Daí a pouco, contava Joana, o que ela viu foi uma forte ventania, mangas verdes caindo em quantidade, também caindo galhos de mangueira e um bicho fuçando, roncando e tentando entrar em sua casa com portas de palha, amarradas com embira. Apavorada e desesperada, Joana gritava: “Eu sei que é tu Zé Bicudo. Eu sei que é tu”. E o bicho roncando, fuçando e tentando entrar. Nisso, a roceira pegou o seu cutelo de serviço que ali se chama “patacho”. E brandia o ferro no esteio da casa Encheu-se de coragem e gritava  a todos os pulmões: “Entra Zé Bicudo, entra que nós se mata. Eu te corto tuas mãos teus pés, tua cabeça. E nós se desgraça. Entra que tu vai ver a desgraça. E gritava por socorro.

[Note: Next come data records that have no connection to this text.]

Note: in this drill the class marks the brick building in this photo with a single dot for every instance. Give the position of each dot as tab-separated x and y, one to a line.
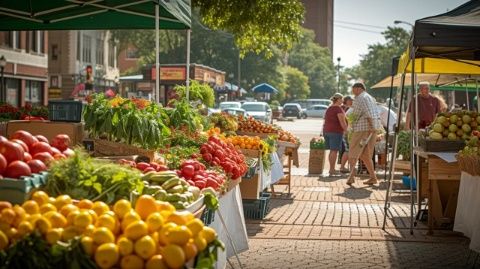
26	72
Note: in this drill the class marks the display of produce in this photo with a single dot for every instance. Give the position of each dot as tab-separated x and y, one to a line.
24	154
454	125
219	153
196	175
150	234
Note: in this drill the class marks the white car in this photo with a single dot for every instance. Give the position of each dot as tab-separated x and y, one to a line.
258	110
316	111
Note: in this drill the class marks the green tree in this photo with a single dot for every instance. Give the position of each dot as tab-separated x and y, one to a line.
316	63
295	83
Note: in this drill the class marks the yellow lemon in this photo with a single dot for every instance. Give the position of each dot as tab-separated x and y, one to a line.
106	221
154	222
88	245
136	230
42	225
31	207
107	255
85	204
129	218
3	241
179	235
47	207
156	262
131	262
102	235
125	246
145	247
57	220
195	226
174	256
122	207
180	217
200	242
67	209
100	207
82	220
40	197
53	235
209	234
190	250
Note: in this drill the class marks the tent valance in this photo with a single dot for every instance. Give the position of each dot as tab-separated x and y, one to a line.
93	14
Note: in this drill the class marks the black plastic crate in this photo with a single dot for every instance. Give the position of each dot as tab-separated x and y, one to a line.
65	110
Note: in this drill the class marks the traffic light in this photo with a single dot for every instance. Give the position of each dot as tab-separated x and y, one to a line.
89	78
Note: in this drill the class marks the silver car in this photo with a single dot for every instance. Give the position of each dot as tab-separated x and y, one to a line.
316	111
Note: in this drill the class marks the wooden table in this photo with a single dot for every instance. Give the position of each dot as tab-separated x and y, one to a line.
439	183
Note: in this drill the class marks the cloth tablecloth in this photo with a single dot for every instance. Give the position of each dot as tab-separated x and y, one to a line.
467	217
231	208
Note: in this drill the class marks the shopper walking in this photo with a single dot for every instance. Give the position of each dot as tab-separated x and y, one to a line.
334	127
365	125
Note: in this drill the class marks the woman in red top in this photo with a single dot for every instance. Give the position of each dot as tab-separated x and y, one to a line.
334	127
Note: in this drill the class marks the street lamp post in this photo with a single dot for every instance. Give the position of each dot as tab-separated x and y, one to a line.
3	63
338	73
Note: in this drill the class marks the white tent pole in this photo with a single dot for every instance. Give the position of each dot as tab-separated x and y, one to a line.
188	65
157	54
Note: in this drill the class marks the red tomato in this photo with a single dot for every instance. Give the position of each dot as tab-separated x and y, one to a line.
3	164
25	136
45	157
11	151
41	138
40	147
16	169
36	166
68	152
27	157
142	166
21	143
61	142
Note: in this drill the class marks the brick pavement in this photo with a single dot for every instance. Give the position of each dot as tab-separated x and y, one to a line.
326	224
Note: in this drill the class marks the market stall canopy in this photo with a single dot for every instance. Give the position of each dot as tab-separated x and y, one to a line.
265	88
434	80
93	14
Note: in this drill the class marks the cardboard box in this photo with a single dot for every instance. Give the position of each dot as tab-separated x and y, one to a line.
49	129
250	188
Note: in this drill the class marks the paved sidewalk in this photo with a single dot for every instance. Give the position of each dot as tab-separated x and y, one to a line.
326	224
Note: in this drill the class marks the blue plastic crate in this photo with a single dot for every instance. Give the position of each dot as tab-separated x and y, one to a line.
65	110
406	182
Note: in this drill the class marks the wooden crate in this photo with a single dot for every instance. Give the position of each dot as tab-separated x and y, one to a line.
443	145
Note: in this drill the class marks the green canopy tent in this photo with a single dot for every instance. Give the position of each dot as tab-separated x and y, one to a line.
98	15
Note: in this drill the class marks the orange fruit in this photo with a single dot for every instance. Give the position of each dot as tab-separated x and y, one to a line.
145	206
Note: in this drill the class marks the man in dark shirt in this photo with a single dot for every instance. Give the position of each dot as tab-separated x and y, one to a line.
428	107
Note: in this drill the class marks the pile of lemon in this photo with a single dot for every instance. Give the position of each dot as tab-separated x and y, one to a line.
150	235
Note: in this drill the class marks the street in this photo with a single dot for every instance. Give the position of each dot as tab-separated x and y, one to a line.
326	224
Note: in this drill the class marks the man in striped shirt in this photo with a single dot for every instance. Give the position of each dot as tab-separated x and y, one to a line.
367	121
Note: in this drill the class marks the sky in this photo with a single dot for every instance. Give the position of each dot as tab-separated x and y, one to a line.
369	18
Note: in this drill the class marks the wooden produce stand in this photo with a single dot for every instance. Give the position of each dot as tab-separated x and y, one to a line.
439	183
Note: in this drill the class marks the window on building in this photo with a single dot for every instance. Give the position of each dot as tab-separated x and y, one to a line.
99	52
87	49
111	55
34	92
132	53
79	45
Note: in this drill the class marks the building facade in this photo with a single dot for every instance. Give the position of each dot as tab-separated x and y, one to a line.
319	18
26	71
72	53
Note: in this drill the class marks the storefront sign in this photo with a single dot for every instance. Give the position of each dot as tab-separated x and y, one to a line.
170	73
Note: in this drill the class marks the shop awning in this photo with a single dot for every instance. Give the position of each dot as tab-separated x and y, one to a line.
93	14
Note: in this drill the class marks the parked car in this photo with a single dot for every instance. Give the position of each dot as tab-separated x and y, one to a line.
293	110
316	111
259	111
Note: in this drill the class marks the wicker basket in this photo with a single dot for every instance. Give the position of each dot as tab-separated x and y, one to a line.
469	164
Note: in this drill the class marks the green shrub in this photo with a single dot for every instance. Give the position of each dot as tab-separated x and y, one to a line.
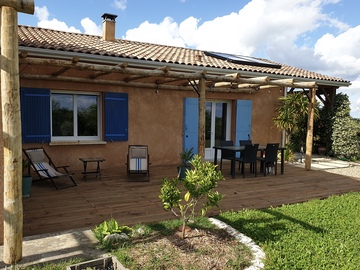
182	196
345	139
110	234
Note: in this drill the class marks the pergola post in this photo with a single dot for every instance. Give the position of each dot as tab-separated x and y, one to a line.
11	121
202	118
310	129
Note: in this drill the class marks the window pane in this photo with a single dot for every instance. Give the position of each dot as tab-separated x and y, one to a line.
220	122
62	115
87	115
208	124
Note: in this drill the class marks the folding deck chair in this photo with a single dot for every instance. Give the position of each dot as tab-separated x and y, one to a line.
45	169
138	161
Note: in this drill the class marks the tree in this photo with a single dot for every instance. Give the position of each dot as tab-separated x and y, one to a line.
181	196
291	116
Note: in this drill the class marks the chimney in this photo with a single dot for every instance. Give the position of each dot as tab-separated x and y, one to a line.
109	26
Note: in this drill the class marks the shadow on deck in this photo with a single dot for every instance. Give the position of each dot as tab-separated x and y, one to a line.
93	201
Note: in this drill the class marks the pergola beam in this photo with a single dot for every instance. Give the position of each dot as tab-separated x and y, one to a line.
228	80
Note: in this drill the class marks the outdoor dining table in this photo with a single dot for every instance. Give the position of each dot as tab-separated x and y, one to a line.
236	149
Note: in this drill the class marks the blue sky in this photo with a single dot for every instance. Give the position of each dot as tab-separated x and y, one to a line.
321	36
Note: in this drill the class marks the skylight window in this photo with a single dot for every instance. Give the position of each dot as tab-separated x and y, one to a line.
243	60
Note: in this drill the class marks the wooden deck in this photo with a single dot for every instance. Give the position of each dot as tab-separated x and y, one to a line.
93	201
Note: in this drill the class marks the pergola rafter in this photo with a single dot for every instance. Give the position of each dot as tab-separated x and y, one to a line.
223	83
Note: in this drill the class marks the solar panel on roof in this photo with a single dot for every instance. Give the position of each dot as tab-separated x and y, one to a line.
243	60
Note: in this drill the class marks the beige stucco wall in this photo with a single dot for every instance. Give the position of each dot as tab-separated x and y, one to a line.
155	119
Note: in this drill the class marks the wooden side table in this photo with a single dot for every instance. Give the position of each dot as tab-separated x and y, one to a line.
97	171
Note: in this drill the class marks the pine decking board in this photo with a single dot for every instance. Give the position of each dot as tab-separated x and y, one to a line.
49	210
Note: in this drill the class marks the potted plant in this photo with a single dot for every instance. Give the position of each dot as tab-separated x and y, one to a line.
186	156
26	179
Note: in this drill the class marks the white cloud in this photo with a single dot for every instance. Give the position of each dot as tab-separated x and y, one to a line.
297	33
43	15
90	27
120	4
166	33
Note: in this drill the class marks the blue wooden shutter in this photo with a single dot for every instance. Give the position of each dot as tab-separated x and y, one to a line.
116	117
243	120
35	115
191	123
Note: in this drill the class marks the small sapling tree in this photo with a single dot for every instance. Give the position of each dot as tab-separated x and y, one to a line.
182	196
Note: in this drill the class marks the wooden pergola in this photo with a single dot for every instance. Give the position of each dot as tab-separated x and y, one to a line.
164	78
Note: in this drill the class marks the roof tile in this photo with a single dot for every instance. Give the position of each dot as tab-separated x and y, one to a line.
82	43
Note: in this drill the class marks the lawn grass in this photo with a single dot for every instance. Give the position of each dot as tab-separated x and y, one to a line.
319	234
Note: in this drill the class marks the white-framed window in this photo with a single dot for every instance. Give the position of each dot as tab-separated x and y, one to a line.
75	116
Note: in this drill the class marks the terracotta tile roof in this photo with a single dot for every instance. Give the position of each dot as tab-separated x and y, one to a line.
81	43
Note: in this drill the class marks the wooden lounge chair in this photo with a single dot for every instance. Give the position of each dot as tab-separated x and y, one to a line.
45	168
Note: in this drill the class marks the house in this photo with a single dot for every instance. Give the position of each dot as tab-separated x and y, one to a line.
85	96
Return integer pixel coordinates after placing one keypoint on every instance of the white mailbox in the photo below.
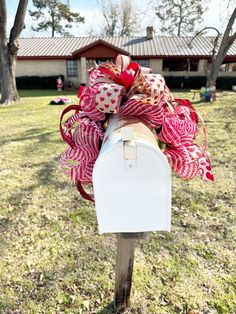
(131, 180)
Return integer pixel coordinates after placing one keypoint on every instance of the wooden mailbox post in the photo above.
(132, 189)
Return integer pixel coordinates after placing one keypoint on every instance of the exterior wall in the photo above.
(40, 67)
(57, 67)
(196, 73)
(156, 65)
(46, 68)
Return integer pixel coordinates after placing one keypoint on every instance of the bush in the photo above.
(37, 82)
(196, 82)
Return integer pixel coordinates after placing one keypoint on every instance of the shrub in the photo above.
(196, 82)
(37, 82)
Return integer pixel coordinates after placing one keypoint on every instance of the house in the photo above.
(73, 56)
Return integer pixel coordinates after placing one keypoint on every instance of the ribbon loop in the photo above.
(128, 89)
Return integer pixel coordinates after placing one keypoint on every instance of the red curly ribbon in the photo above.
(128, 89)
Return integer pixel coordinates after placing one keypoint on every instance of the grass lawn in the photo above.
(52, 259)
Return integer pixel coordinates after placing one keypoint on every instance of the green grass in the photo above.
(52, 259)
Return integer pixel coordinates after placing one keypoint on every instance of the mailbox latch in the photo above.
(129, 147)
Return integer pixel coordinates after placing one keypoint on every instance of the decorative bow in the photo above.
(128, 89)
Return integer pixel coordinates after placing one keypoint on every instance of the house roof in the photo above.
(158, 46)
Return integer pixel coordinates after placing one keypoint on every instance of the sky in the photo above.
(215, 16)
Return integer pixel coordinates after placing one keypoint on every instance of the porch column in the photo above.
(202, 65)
(83, 70)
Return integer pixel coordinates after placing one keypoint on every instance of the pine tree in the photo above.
(180, 17)
(50, 14)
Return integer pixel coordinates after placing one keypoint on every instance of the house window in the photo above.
(180, 65)
(71, 67)
(142, 62)
(103, 60)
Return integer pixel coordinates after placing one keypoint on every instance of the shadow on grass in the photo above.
(45, 93)
(109, 309)
(33, 134)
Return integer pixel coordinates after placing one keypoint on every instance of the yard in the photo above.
(52, 259)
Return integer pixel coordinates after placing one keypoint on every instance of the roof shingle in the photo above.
(136, 46)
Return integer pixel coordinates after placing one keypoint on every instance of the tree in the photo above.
(110, 13)
(221, 46)
(9, 49)
(51, 13)
(120, 19)
(180, 17)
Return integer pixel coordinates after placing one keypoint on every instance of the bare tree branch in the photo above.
(18, 26)
(3, 20)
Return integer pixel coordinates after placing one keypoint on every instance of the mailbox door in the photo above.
(132, 195)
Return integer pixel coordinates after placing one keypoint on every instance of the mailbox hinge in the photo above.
(129, 147)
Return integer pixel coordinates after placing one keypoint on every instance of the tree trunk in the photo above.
(213, 74)
(9, 46)
(8, 82)
(226, 43)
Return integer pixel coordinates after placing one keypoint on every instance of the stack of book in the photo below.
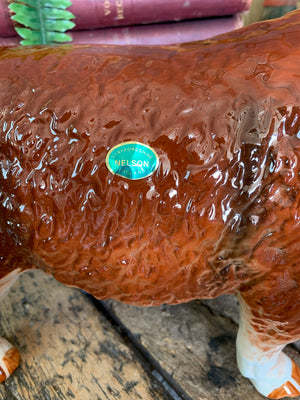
(142, 21)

Em princípio, cachorros da vizinhança aproximaram-se latindo; depois os vizinhos se aproximaram. E o labisonho cascou no mato. Joana da Mangueira naquela noite não dormiu em casa. E no dia seguinte, acompanhada de vizinhos, pegou seus quase nada, arrumou a trouxa e... cascou fora para nunca mais morar naquela casa.

Zé Bicudo com todas as desvantagens que lhe recaiam sobre os ombros, tinha, porém, o que ali ninguém tinha: Tinha um boi. Manso. De cabresto. Que pastava na capoeira. Certo dia, deu de “apurar” o seu boi. Foi ao povoado mais próximo, Águas Belas, terra de malandros e malandragens e contratou um açougueiro, para a matança e venda da carne do seu gado. Enquanto o açougueiro cortava e pesava a carne, Bicudo ocupava-se em receber o dinheiro e passar o troco. Tudo certo, tudo ajustado e o açougueiro no seu ofício, no açougue, bradava aos quatro ventos: HOJE MEUS AMIGO COME! Hoje meus amigos come!

O  esquema era o seguinte: O sujeito, amigo do açougueiro pedia dois quilos, três quilos e o açougueiro pesava a mais. Sempre a mais. Bicudo, ali, marcando colado e duro na queda, passava o troco conforme a “pesada”. Era aí onde estava sendo lesado. E o açougueiro, na trapaça, bradava: HOJE MEUS AMIGO COME.

De fato, terminado o açougue, quando Bicudo foi contar a bolada de dinheiro que ele mesmo recebeu e que estava na copa revidada do seu surrado chapéu, viu  que dinheiro não tinha  ou... como ele mesmo dizia: ”não deu nada”. E não entendeu como aquele seu boião, grandão, gordo e bonito, uma vez apurado, não deu em quase em nada. Logo ele que não vendeu um quilo fiado para seu ninguém.  E longe estaria de imaginar o velho labisonho que naquela de HOJE MEUS AMIGO COME, era exatamente ali que o seu boi estava sendo comido pelos outros -  amigos do açougueiro que ele mesmo escolheu para a matança e o “apuro” do seu estimado boi.
 
Aquele boião de estImação, grandão, manso de cabresto e beira de casa, que era mais quem queria comprá-lo e que ele achou melhor “apurar”, vender em “pesadas”, aos quilos, arrobas e meia arroba, no açougue, em dia de domingo no Povoado Águas Belas. E, em meio às suas tantas interrogações, aturdido com o prejuízo, ainda podia ouvir o seu açougueiro gritando: HOJE MEUS AMIGO COME. Hoje meus amigo come. E comeram a carne do boi do velho labisonho, o terror da encruza do Carro Virô em noites de sextas-feiras e lua cheia. Ele mesmo que botou Joana do Mangá pra correr e nunca mais voltar àquele lugar.

* Viegas interpreta e questiona o social.